# Evaluation Metrics

One of the most important building blocks of machine learning are the evaluation metrics. Why? Well, even though having a computer make predictions on the data we supplied to it is _cool_, not any predictor is useful or even fit for the problem we are trying to solve or tackle using machine learning.

So, how do we tell how __good__ is a certain model? Using math, of course! 

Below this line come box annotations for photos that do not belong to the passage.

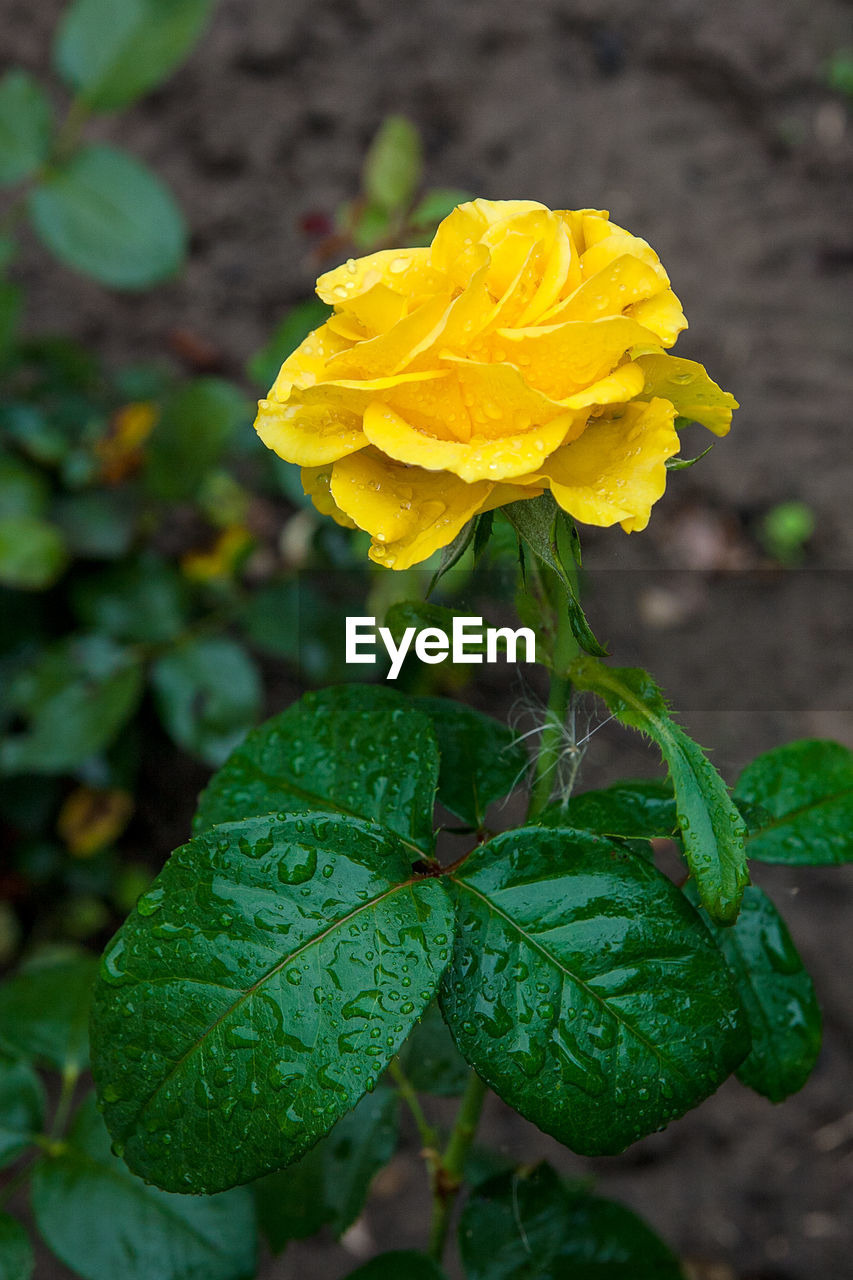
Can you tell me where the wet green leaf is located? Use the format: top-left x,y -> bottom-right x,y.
346,1249 -> 446,1280
537,780 -> 678,840
195,685 -> 438,852
0,68 -> 54,183
28,145 -> 186,289
501,492 -> 607,657
0,955 -> 97,1073
0,516 -> 68,591
0,1056 -> 45,1167
570,658 -> 749,924
734,739 -> 853,867
459,1165 -> 683,1280
0,453 -> 50,520
145,378 -> 251,502
32,1096 -> 257,1280
409,187 -> 471,230
688,884 -> 821,1102
362,115 -> 421,214
92,813 -> 455,1192
252,1085 -> 398,1253
0,1213 -> 36,1280
398,1002 -> 469,1098
246,298 -> 332,392
54,0 -> 215,111
441,827 -> 749,1155
54,488 -> 138,559
151,636 -> 263,765
411,698 -> 529,827
0,636 -> 142,773
72,553 -> 188,644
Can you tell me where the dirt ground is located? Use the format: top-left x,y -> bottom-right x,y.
0,0 -> 853,1280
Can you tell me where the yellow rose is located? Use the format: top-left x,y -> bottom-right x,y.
255,200 -> 738,570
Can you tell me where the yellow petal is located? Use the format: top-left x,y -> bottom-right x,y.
332,449 -> 492,570
515,224 -> 580,329
556,209 -> 610,253
635,352 -> 739,435
580,216 -> 670,284
539,253 -> 666,324
364,402 -> 585,484
517,399 -> 679,532
316,248 -> 442,308
628,289 -> 688,347
269,323 -> 351,401
562,364 -> 646,410
301,463 -> 357,529
325,293 -> 455,380
249,388 -> 368,467
494,316 -> 649,401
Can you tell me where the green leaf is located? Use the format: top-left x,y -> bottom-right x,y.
537,780 -> 678,840
427,511 -> 479,595
411,698 -> 530,827
151,636 -> 263,765
441,827 -> 749,1155
0,453 -> 50,520
0,1056 -> 45,1167
0,280 -> 23,361
409,187 -> 471,230
398,1002 -> 469,1098
28,145 -> 186,289
734,739 -> 853,867
0,1212 -> 36,1280
92,813 -> 453,1192
688,886 -> 821,1102
145,378 -> 251,502
70,553 -> 188,644
54,488 -> 138,559
0,516 -> 68,591
252,1085 -> 398,1253
459,1165 -> 683,1280
54,0 -> 215,111
665,444 -> 713,471
0,636 -> 142,773
32,1094 -> 257,1280
501,492 -> 607,657
246,298 -> 332,390
0,68 -> 54,184
345,1249 -> 446,1280
195,685 -> 438,852
570,658 -> 749,924
0,955 -> 97,1074
362,115 -> 423,214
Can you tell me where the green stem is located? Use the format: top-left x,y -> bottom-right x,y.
427,1071 -> 488,1262
50,1066 -> 79,1142
528,568 -> 580,822
388,1057 -> 438,1151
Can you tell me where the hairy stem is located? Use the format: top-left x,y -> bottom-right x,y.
427,1071 -> 488,1262
388,1057 -> 438,1152
528,566 -> 579,822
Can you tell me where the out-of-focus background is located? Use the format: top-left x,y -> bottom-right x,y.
0,0 -> 853,1280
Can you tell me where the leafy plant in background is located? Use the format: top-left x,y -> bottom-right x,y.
0,194 -> 853,1280
0,0 -> 468,957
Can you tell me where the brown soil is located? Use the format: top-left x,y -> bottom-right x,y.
3,0 -> 853,1280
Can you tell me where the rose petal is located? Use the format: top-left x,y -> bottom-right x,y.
316,248 -> 443,308
364,402 -> 578,484
514,399 -> 680,532
628,289 -> 688,347
635,352 -> 739,435
332,449 -> 493,570
493,316 -> 652,401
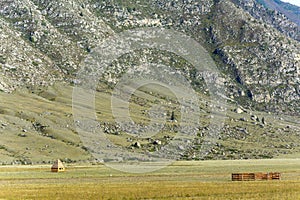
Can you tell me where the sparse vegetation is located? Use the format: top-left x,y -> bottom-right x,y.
0,159 -> 300,200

Enter __evaluation metrics__!

An evaluation metrics, roughly speaking, is just a function that takes the prediction our model generates, compare them with the actual labels in the data, and give us a number that indicates how good (or bad) our algorithm is doing. There are many evaluation functions. Some of them are specific to regression and others to classification. Of course, each of them have a set of features that make them stand out at specific circunstances. The ones we are going to explore in this notebook are:

    - Accuracy.
    - Confusion Matrix.
    - Mean Absolute Error (MAE).
    - Root Mean Squared Error (RMSE).
    - Precission.
    - Recall.
    - F1.
    
Let's get started, shall we?

Let's start our implementation by loading the code and libraries we'll need. We will build our solution on top of the ones we implemented in the [previous notebook](https://github.com/jesus-a-martinez-v/toy-ml/blob/master/src/main/scala/notebooks/algorithm_evaluation.ipynb).

In [1]:
import $ivy.`com.github.tototoshi::scala-csv:1.3.5`
import $file.^.datasmarts.ml.toy.scripts.AlgorithmEvaluation, AlgorithmEvaluation._

Vector(Vector(Numeric(5.0)), Vector(Numeric(7.0)))
Vector(Vector(Numeric(3.0)), Vector(Numeric(2.0)))
Vector(Vector(Numeric(8.0)), Vector(Numeric(10.0)))
Vector(Vector(Numeric(9.0)), Vector(Numeric(6.0)))
Vector(Vector(Numeric(4.0)), Vector(Numeric(1.0)))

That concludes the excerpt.